Aquilegia × emodi

Scientific classification
- Kingdom: Plantae
- Clade: Tracheophytes
- Clade: Angiosperms
- Clade: Eudicots
- Order: Ranunculales
- Family: Ranunculaceae
- Genus: Aquilegia
- Species: A. × emodi
- Binomial name: Aquilegia × emodi Erst

= Aquilegia × emodi =

- Genus: Aquilegia
- Species: × emodi
- Authority: Erst

Species of flowering plant

Aquilegia × emodi is a perennial flowering plant in the family Ranunculaceae, native to the Western Himalayas. It is a natural hybrid of Aquilegia bashahrica and Aquilegia pubiflora.

==Description==
Aquilegia × emodi is a perennial herbaceous plant growing to 20–80 cm in height. The leaves are thick and ternate. It produces 4–7 large, nodding, bicoloured flowers with oblong purple or violet sepals 2–3 cm in length and rounded oblong yellow or greenish-white petals. The petals have purple or violet nectar spurs that are straight or hooked with a blackish tip. The stamens are the same length as the petals, and the anthers are yellow, or occasionally black or mixed in colour.

==Taxonomy==
Aquilegia × emodi is a natural hybrid of Aquilegia bashahrica and Aquilegia pubiflora. It was formally described by Andrey Erst in 2020 from a type specimen collected near Narkanda in Shimla District, Himachal Pradesh on 10 May 1890.

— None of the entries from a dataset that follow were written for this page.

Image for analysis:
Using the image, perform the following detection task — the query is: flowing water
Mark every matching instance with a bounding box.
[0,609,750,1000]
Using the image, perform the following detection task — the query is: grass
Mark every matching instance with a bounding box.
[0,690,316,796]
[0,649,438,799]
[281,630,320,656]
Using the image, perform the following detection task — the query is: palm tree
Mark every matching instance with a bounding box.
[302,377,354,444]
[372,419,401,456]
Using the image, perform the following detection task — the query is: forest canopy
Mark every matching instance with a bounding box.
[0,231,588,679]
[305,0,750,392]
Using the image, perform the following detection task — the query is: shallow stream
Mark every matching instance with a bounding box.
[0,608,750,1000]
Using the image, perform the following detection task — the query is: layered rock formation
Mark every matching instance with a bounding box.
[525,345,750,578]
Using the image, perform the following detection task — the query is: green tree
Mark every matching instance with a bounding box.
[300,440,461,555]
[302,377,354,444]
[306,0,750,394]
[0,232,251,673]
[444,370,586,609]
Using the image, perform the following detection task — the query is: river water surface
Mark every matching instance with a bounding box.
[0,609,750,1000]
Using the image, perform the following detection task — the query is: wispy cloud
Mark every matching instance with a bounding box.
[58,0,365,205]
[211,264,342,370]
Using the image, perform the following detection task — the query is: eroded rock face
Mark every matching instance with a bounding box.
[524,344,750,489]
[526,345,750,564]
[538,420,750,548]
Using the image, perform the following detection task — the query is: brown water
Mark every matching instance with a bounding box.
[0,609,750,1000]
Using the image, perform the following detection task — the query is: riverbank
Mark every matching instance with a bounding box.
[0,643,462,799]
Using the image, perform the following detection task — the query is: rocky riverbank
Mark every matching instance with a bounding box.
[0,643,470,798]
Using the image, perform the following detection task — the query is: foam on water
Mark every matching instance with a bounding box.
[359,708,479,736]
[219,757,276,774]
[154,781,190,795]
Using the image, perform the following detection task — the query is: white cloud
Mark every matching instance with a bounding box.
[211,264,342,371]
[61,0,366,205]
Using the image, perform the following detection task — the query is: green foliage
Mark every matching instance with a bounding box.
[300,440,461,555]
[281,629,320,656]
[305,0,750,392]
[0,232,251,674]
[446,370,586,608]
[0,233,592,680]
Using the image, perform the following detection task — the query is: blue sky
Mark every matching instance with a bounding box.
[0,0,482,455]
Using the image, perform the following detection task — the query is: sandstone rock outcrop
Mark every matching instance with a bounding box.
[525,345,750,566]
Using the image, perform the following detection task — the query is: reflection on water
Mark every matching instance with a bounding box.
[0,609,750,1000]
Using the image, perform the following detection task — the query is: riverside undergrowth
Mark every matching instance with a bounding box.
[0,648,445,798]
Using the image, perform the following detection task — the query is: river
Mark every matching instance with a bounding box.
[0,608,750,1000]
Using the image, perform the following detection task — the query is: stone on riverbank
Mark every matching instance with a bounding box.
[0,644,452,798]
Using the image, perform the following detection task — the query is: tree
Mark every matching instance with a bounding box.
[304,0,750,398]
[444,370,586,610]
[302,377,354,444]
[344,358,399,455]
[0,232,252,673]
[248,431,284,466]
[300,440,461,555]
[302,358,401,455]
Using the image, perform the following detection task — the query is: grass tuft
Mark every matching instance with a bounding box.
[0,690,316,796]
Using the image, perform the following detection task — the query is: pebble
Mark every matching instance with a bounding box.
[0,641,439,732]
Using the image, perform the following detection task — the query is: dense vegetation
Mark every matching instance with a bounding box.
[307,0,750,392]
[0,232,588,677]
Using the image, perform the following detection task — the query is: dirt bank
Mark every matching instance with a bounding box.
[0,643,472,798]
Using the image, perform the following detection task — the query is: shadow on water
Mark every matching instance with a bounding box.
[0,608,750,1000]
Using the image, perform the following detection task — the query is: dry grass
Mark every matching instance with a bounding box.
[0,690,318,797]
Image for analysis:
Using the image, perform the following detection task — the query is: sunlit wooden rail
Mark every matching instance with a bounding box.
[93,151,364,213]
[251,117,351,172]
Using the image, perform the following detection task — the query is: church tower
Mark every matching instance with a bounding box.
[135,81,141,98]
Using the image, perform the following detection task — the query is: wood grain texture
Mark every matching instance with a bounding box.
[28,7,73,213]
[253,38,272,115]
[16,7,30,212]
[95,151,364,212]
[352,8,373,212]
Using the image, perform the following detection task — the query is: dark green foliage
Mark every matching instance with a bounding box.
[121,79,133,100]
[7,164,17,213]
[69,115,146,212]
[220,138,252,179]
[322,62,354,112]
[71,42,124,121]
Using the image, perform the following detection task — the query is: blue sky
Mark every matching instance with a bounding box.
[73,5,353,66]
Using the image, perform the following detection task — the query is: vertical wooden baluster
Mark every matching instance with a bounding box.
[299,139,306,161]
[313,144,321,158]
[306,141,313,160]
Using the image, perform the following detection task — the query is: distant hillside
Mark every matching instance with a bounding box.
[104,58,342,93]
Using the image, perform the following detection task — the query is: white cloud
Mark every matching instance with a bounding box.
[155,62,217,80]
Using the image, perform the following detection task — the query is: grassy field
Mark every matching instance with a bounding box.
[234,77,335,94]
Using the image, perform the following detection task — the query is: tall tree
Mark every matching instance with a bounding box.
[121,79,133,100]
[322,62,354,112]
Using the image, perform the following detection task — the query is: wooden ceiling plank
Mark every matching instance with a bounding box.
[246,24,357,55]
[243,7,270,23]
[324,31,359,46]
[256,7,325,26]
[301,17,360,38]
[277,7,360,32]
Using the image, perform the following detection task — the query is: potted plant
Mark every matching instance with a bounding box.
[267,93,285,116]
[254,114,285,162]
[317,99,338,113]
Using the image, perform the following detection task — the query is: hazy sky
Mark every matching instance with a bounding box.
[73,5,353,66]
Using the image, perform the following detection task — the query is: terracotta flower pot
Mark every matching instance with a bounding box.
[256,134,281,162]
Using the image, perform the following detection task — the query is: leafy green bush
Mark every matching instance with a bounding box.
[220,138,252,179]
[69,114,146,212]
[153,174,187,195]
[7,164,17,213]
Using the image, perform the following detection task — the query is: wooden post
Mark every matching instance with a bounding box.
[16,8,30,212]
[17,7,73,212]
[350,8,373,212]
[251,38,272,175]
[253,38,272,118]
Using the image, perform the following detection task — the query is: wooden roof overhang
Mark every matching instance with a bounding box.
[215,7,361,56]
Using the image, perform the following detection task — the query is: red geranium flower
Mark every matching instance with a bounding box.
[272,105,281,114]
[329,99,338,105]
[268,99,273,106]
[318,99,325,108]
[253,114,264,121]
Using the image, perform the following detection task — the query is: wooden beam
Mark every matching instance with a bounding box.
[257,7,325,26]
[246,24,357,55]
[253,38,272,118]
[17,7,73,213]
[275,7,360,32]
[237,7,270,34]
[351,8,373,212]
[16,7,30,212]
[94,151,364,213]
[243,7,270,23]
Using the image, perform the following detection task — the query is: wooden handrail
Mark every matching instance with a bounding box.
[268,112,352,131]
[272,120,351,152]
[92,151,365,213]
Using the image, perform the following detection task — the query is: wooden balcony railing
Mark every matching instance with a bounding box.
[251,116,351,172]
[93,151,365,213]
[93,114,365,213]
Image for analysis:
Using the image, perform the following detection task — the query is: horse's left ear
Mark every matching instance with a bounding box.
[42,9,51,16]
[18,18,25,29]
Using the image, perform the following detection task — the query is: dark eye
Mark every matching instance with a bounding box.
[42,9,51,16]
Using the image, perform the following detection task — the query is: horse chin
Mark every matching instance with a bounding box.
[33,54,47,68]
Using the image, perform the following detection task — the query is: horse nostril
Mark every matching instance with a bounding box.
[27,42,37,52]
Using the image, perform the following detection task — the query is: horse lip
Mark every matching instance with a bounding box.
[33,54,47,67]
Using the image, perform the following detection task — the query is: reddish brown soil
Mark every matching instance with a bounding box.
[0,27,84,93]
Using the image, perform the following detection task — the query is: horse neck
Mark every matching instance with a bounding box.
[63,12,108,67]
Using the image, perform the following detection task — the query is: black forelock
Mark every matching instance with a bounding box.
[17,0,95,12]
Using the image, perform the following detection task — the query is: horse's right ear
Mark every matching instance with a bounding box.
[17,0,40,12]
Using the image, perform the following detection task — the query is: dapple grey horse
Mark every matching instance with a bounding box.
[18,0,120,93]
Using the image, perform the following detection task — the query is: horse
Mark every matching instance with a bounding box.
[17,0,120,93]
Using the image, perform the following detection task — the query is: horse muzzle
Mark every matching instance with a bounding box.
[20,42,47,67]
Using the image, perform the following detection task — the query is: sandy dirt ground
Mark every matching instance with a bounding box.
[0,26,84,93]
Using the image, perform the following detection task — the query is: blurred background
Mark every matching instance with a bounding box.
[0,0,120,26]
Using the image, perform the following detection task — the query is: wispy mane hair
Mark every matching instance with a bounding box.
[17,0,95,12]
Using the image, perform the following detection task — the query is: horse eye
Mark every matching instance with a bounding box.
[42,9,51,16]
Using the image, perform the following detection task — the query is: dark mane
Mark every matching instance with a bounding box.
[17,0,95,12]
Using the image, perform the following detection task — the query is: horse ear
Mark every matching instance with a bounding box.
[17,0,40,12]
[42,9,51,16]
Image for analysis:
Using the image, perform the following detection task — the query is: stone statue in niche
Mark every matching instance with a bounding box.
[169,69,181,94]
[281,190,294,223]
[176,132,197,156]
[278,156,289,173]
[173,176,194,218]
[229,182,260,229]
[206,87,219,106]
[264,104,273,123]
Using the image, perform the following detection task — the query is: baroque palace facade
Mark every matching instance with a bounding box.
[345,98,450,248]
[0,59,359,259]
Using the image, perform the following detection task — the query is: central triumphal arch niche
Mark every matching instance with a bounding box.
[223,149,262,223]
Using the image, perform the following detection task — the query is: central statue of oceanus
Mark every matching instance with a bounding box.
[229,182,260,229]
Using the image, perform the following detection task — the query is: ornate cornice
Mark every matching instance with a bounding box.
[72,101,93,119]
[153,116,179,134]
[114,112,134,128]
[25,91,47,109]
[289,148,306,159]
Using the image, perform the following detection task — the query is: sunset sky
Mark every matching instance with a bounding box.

Molecular phylogenetic studies suggest A. × emodi and its parent species belong to a monophyletic West Asian group of columbines, which separated from its closest relatives around 3.37 million years ago in the mid-Pliocene.

===Etymology===
The specific epithet emodi derives from the Sanskrit hima, meaning "snow".

==Distribution and habitat==
Aquilegia × emodi is native to the Western Himalayas in northern India and western Nepal. It grows in mountainous forests at altitudes of 2000–2600 m.

==Conservation==
As of January 2025, the species has not been assessed for the IUCN Red List.

==Ecology==
Aquilegia × emodi flowers from April to May, and fruits from May to August.